I am currently working as an English Language Lecturer at the American Language Institute (ALI) at NYU Shanghai, NYU’s most recent international language center providing English as a foreign language instruction for academic and professional purposes. As a faculty member, I design and teach courses and handle standard related administrative responsibilities. I am also the coordinator of our professional English program, which involves proposing and developing Business English related courses, establishing partnerships in the professional community, and advising the adjunct faculty teaching courses within my division of the ALI.
What do you enjoy the most about your current job/studies?
As this is the first academic year of our program at NYU Shanghai, we are building from the ground up. The responsibility and challenge of being the first to design the curriculum, hire instructors, and set the general direction of the program is an exciting opportunity and one of the major reasons I was attracted to this position.
How did the Department of Applied Linguistics/ESL prepare you for this?
Having been a graduate student, graduate teaching assistant, and visiting lecturer within the department, the many years of being able to learn from and observe the outstanding faculty best prepared me for my current position. Being able to “talk shop” with my former instructors and new colleagues granted me access to a trove of insight which spanned across almost every aspect of language instruction and research imaginable. I came to my new position full of confidence and capability.
What are your long term goals?
I plan on extending my international experience further while continuing my research within the areas of pronunciation/phonology and teacher training. I hope to gradually shift the focus of my teaching from second language learners to teachers and publish some books based on my research and experience across the years.
What do you miss most about GSU?
I earned both my undergraduate and master’s degree GSU – the school has been a part of my life for many years.

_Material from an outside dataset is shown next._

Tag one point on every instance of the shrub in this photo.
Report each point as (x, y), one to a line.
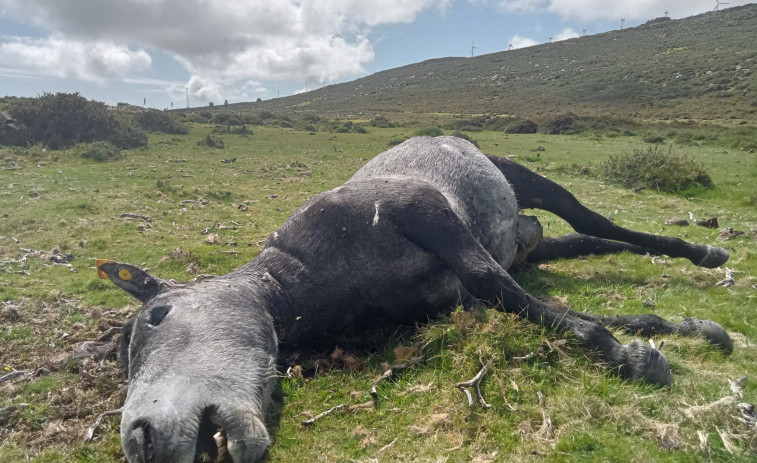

I think what I miss the most about GSU is bearing witness to the change and evolution of the school – both in physical expansion and program-wise. I’ve seen many buildings go up and down, parcels of land acquired, and programs develop during my time and am aware of some of the upcoming plans. I miss being able to see the day-to-day development of the university and the new benefits they afford the next generation of students, faculty, and staff.
What advice would you give current UG/MA/PhD students based on your experiences?
I would advise current Panthers to spend more time with their fellow classmates and maintain close connections. Collaborate, exchange ideas, and network with people in your program and others. If you are offered the opportunity to do some field related work, participate in a project, or assist a professor with some research, you should take advantage for both the experience and the opportunity to learn first hand from others. All work is experience. Time is an extremely valuable commodity, especially for graduate students, but experience reigns supreme.